In prison, he said, "It was a lot of years."
"I felt anger, but after a while, just - I don't know if everybody believe in God, but I believe in God," Young said. "I mean, he put me in (prison) for a reason. We finally found the reason to get me out. I just prayed every day. I prayed every day. Finally, things started happening for me."
'Maybe I should have seen it'
Wilcox died in April 2006 in a one-car crash in which police officials said he was on-duty. At the time of his death, he and his longtime business partner, former Albany Urban League Executive Director Aaron Dare, were the focus of federal and state investigations involving years of systematic mortgage fraud that had fueled their lavish lifestyles. Wilcox was posthumously implicated in the mortgage crimes; Dare was later convicted of multiple state and federal charges and spent years in prison.
Kelner said that Wilcox has always been a focus of alleged police corruption in Albany, but he believes others, including Ryan, were just as culpable.
"Everybody talks about Wilcox, but in at least four of these cases Ryan is as much or even, in one case, more in it than Wilcox," Kelner said, referring to Ryan's role in the arrest and conviction of Lavell Jones. "And he still has this very significant state job. And while the dots have been connected, in the consciousness with Wilcox, Ryan has skated in a way."
Ryan rose through the ranks and eventually became a commander before retiring from the department in 2013. He is chief of investigations for the state Justice Center for the Protection of People with Special Needs.
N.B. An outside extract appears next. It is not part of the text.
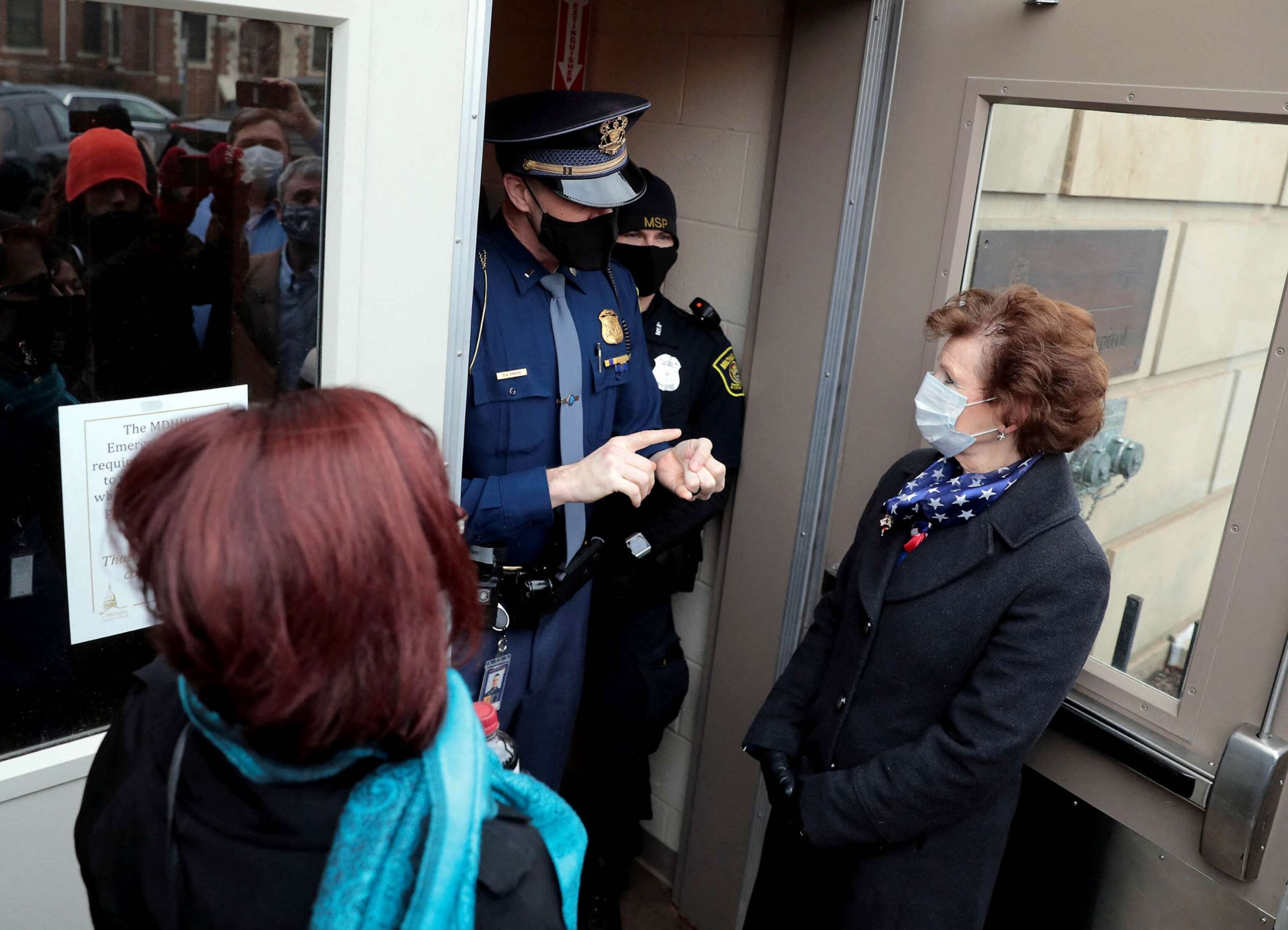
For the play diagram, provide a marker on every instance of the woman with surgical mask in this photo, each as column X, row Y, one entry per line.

He declined to comment for this story.
A former top-ranking official in the department during the 1990s, who asked to remain anonymous due to pending litigation over the vacated convictions, said the alleged police misconduct "certainly wasn't something that was encouraged or condoned."
"People in the department and people outside the department trusted that (Wilcox) had integrity and that he was an honest person and clearly that was misdirected," the person said. "These individuals who lost their lives, or those years of their lives, and their interaction with their families and friends, that's something that no monetary settlement is going to undo."
Coleman, who prosecuted Young and handled some of the other cases that have resulted in murder convictions being vacated, had been regarded as one of the top prosecutors in the Albany County District Attorney's Office from 1986 until 2000, when she left to start her own practice as a criminal defense attorney.
She said she had been close friends with Wilcox and attended Ryan's wedding. But looking back, she has deep regrets about what happened.
"I think I can speak for all of the (district attorneys) back then, including myself in the 1990s, in that we were pretty unenlightened - that if somebody confessed they were guilty, and there was no way you could confess unless you were guilty."
Coleman said she approached Kindlon during his campaign for district attorney two years ago and asked him to review Young's conviction. (Kindlon's office confirmed that outreach.)
"Never in a million years did it occur to me that these confessions were either forced or made up," Coleman said, recalling that Ryan, who could "cry on demand" while testifying, was an influential witness in front of juries.
She said that the fact the department resisted having cameras or other recording devices installed in its interrogation rooms or police cars 30 years ago should have been a red flag. In 1999, after Cherry was released from custody and had his murder charge dropped, Coleman recalled turning to God for insight.
"I remember praying at night after the Kevin Cherry thing … and I remember saying, 'I think I know what you're trying to tell me, but I don't know if I'm ready to hear that yet, so help me hear what you're trying to tell me,'" she said. "It was tough. … Different things stick in my mind when you realize, when you start thinking backwards and you think … maybe I should have seen it then."